– А меньших, нас, не звали? – насмешливо крикнули из толпы.
– Меньшие не надобны – одни богаты нужны во советах! – отозвался второй голос.
– Эй, рыжий, сколь человек в тюрьму вкинешь да кнутьем бить станешь? – кричали Волконскому.
Иванка вынул из-за кушака записку, оброненную князем в церкви. В ней не оказалось ничего, кроме имен тех из псковитян, кто стоял поближе к Земской избе.
Народ потребовал читать и эту записку. Ее прочитал вслух с дощана Иванка.

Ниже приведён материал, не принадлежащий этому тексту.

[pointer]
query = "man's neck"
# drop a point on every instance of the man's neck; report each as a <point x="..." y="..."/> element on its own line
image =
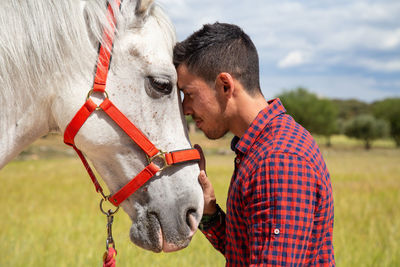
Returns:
<point x="246" y="110"/>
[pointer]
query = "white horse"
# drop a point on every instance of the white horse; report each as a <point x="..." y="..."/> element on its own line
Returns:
<point x="48" y="50"/>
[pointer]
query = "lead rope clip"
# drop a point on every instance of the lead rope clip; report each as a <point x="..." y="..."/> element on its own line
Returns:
<point x="109" y="255"/>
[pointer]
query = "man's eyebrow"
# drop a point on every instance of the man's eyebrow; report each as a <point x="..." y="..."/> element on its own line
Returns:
<point x="181" y="88"/>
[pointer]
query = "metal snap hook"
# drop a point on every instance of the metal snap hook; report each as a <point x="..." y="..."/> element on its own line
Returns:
<point x="109" y="212"/>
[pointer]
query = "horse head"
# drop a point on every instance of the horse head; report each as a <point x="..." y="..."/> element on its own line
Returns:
<point x="141" y="82"/>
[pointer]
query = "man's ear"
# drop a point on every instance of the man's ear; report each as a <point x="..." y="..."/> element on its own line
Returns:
<point x="225" y="84"/>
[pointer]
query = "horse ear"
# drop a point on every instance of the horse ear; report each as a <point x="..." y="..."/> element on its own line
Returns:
<point x="142" y="6"/>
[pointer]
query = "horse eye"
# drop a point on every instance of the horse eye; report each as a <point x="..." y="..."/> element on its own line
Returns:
<point x="163" y="86"/>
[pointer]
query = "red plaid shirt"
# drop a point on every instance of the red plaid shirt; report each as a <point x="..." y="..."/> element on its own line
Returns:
<point x="280" y="203"/>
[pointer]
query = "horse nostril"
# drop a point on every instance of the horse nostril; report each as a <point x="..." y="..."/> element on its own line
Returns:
<point x="191" y="219"/>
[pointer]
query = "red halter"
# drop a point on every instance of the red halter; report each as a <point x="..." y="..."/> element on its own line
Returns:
<point x="99" y="85"/>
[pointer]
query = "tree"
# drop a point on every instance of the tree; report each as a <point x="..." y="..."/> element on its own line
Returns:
<point x="389" y="109"/>
<point x="348" y="109"/>
<point x="367" y="128"/>
<point x="317" y="115"/>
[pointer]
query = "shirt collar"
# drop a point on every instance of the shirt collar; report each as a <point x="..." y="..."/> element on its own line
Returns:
<point x="273" y="109"/>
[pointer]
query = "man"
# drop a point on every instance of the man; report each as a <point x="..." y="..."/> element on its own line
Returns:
<point x="280" y="205"/>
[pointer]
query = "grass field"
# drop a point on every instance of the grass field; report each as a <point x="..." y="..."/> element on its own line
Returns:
<point x="50" y="216"/>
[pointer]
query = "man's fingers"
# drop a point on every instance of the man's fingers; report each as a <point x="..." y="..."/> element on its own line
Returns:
<point x="202" y="163"/>
<point x="203" y="179"/>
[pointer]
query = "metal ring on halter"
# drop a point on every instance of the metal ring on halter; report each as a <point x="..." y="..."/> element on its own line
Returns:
<point x="91" y="92"/>
<point x="109" y="212"/>
<point x="163" y="160"/>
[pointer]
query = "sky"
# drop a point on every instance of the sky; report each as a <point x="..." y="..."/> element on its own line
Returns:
<point x="341" y="49"/>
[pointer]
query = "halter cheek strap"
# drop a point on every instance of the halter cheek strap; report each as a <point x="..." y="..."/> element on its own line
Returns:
<point x="153" y="154"/>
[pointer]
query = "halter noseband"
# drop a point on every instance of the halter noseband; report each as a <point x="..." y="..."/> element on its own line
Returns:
<point x="153" y="154"/>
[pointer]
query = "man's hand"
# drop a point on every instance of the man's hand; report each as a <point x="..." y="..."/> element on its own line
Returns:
<point x="208" y="191"/>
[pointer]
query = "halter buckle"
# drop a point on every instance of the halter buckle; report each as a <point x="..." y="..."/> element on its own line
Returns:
<point x="159" y="159"/>
<point x="92" y="91"/>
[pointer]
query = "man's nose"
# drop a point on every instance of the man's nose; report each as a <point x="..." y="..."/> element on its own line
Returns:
<point x="187" y="110"/>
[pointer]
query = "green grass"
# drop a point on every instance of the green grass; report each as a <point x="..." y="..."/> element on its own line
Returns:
<point x="50" y="214"/>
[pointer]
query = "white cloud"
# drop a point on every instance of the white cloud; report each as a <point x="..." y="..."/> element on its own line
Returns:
<point x="308" y="37"/>
<point x="294" y="58"/>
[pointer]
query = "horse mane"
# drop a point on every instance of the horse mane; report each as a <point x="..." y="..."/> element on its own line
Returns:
<point x="42" y="41"/>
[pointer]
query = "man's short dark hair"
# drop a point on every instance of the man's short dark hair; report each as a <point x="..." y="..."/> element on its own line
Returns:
<point x="220" y="47"/>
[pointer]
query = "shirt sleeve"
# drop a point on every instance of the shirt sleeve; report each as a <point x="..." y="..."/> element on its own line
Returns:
<point x="216" y="234"/>
<point x="280" y="200"/>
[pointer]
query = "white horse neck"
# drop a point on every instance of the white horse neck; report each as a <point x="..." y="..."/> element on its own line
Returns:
<point x="31" y="74"/>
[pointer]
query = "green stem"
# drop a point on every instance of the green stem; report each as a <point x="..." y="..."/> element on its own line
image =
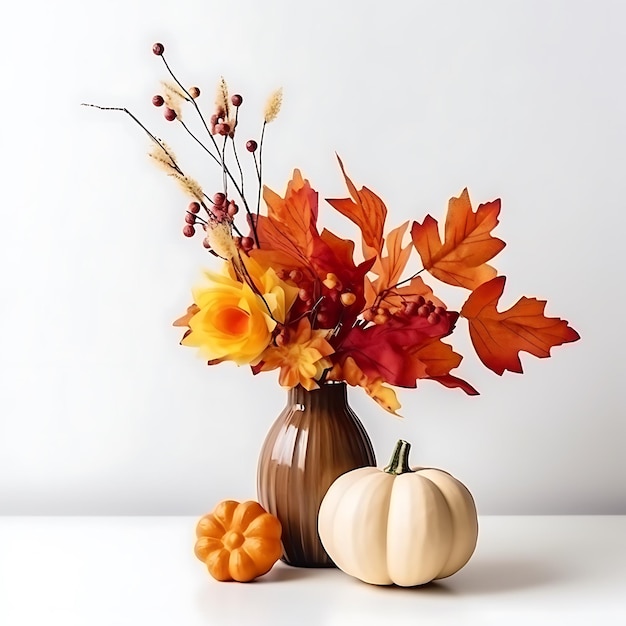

Кроме имен, уже названных в царском наказе, был длинный список.
– «…Стрельцы Никита Сорокоум, Муха, Демидка Воинов, два брата-серебряники Макаровы, беглый человек боярина Бориса Ивановича Морозова, портной мастер Степанка, казак Васька Скрябин, звонарев сын Истомин беглый владычный трудник Иванка, Георгиевский с Болота поп Яков, стрелец Иовка Копытков…» – читал Иванка.
Толпа грозила оружием, кричала при каждом имени своих лучших заступников. И только стрельцы да земские выборные охраняли окольничего от яростного гнева толпы.
– Кто тебе дал грамоту с именами? – спросил Гаврила.
– Неведомый человек пришел, дал грамоту да убег, – ответил окольничий.
– Не вракай, сказывай правду! – крикнул ему Захарка. – Сказывай лучше, князь Федор Федорович, кто тебе грамотку дал? Смотри, велит народ под пытку тебя поставить.
Волконский разорвал ворот и вынул золотой крест с груди.
– Вот крест целую: не знал никогда того человека раньше! – воскликнул он. – Не бывал я в вашей городе прежде. Никто мне неведом.
– По письму угадать можно, чья рука, – предложил Иванка.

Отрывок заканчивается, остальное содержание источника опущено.